Bauernproteste in Polen:
Ein Kapitel Osterweiterung „Strukturelles Handicap“ besetzt Transitstraßen

Ende Januar machen Trupps erbitterter polnischer Bauern mit Straßenblockaden auf sich aufmerksam. Seit dem Herbst verlangen die Bauernverbände staatliche Eingriffe, um den Preisverfall landwirtschaftlicher Produkte rückgängig zu machen, Importbeschränkungen und staatliche Interventionskäufe zur Preisstützung sowie ein Schuldenmoratorium. Nachdem die polnische Regierung unter Verweis auf die Notwendigkeiten eines weiteren polnischen Sparhaushalts jedes Entgegenkommen verweigert hat, sind Abteilungen der Bauern dazu übergegangen, sich mit der Blockade der für den West-Ost-Verkehr bedeutenden Transitstrecken Gehör zu verschaffen. Ab da nimmt auch das europäische Ausland Notiz von den Protesten, zumal es heißt, daß die Aktionen Europa-feindlich motiviert und auch als Demonstrationen gegen den Anschluß Polens an die EU zu verstehen seien.
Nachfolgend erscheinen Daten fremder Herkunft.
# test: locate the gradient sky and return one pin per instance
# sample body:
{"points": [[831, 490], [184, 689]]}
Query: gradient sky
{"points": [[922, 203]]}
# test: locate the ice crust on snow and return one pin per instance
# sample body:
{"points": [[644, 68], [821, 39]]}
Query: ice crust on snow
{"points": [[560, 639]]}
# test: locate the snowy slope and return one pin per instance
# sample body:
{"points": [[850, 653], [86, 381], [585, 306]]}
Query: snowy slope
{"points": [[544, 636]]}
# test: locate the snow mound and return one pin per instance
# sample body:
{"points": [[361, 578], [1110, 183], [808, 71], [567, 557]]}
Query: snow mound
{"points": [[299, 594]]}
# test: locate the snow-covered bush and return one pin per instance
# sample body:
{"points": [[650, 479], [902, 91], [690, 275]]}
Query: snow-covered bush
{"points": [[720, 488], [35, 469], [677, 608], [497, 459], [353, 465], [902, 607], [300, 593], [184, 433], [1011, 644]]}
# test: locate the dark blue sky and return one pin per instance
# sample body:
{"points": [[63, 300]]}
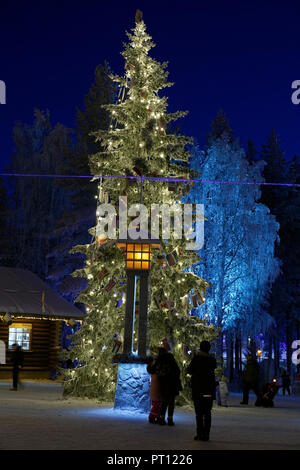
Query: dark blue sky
{"points": [[241, 56]]}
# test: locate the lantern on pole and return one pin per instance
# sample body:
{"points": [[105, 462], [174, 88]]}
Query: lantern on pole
{"points": [[138, 257]]}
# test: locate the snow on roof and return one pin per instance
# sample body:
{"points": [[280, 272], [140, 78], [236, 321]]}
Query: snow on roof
{"points": [[23, 292]]}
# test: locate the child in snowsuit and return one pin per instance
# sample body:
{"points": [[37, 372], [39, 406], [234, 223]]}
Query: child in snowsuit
{"points": [[222, 392], [155, 395]]}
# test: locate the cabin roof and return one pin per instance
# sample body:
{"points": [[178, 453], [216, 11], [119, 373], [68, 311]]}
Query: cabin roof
{"points": [[23, 293]]}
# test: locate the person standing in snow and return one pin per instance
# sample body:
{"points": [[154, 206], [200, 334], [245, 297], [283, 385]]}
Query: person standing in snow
{"points": [[285, 383], [202, 370], [250, 380], [168, 374], [18, 363], [155, 394], [222, 392]]}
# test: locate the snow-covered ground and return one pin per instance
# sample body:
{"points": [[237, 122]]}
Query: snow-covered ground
{"points": [[37, 417]]}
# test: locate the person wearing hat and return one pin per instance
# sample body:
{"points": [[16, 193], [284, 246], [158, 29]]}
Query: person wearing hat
{"points": [[202, 370]]}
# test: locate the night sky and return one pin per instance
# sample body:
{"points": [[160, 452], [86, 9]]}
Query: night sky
{"points": [[239, 56]]}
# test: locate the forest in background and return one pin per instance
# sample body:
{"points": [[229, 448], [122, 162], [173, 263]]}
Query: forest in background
{"points": [[43, 218]]}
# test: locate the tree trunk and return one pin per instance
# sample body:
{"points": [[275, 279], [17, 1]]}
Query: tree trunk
{"points": [[276, 356], [270, 351], [289, 335], [298, 337], [237, 356]]}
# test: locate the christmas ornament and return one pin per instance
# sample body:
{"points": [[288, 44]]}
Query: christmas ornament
{"points": [[197, 299], [110, 285], [102, 274], [117, 344]]}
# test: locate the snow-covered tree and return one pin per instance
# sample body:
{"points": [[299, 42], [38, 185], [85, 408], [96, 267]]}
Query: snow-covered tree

1. Ein Schweinefleischkrieg

Anläßlich der Auseinandersetzungen wird einiges über die Lage der polnischen Bauern mitgeteilt:

„Im Vergleich zum Vorjahr sind die bäuerlichen Einkommen durchschnittlich um ein Fünftel gesunken.“ (SZ 27.1.99) „So bekamen die Bauern vor zwei Jahren für ein Quintal (100 kg) Brotweizen noch 31 Mark, heute nur noch 23 Mark. Auch der Preis für Schweinefleisch ist in zwei Jahren um die Hälfte gefallen.“ (FR 29.1.) „Die bäuerlichen Einkommen sanken auf den bisher tiefsten Wert seit der Wende und betrugen nur noch 40% der städtischen Einkommen.“ (FAZ 2.2.)

Auch die Gründe kommen zur Sprache: Der aktuelle Anlaß für den Zusammenbruch der Preise besteht darin, daß sich Rußland, Weißrußland und die Ukraine nach dem Zusammenbruch des Rubel Lebensmittelimporte aus Polen nicht mehr leisten können. Aus demselben Grund sind auch die EU-Exporte in die GUS zusammengebrochen, und zum Zweck der Kompensation hat wiederum die EU ihre Exportsubventionen erhöht und unterbietet die Preise in den Anschlußstaaten. „Die wegen der Marktkrise in der Gemeinschaft kürzlich drastisch angehobenen Ausfuhrbeihilfen für Schweinefleisch bei Lieferungen nach Mittel- und Osteuropa“ sorgen seit dem Herbst für Streit mit den dortigen Regierungen, „weil sie eine Überschwemmung ihres Marktes mit westeuropäischem Billigfleisch befürchten.“ (FAZ 10.12.) Der schon seit längerem wirksame Grund für den Einkommensverfall der Bauern besteht nämlich darin, daß sich die EU, nachdem sich diese Staaten um die Mitgliedschaft in der EU beworben haben, von deren Seite als Vor- und Gegenleistung eine fortschreitende Marktöffnung vertraglich hat zusichern lassen. Seitdem liefert sie den einheimischen Bauern auf den dortigen Märkten eine durchschlagende Konkurrenz, die nach dem „Wegbrechen der Märkte“ in der GUS noch einmal eskaliert.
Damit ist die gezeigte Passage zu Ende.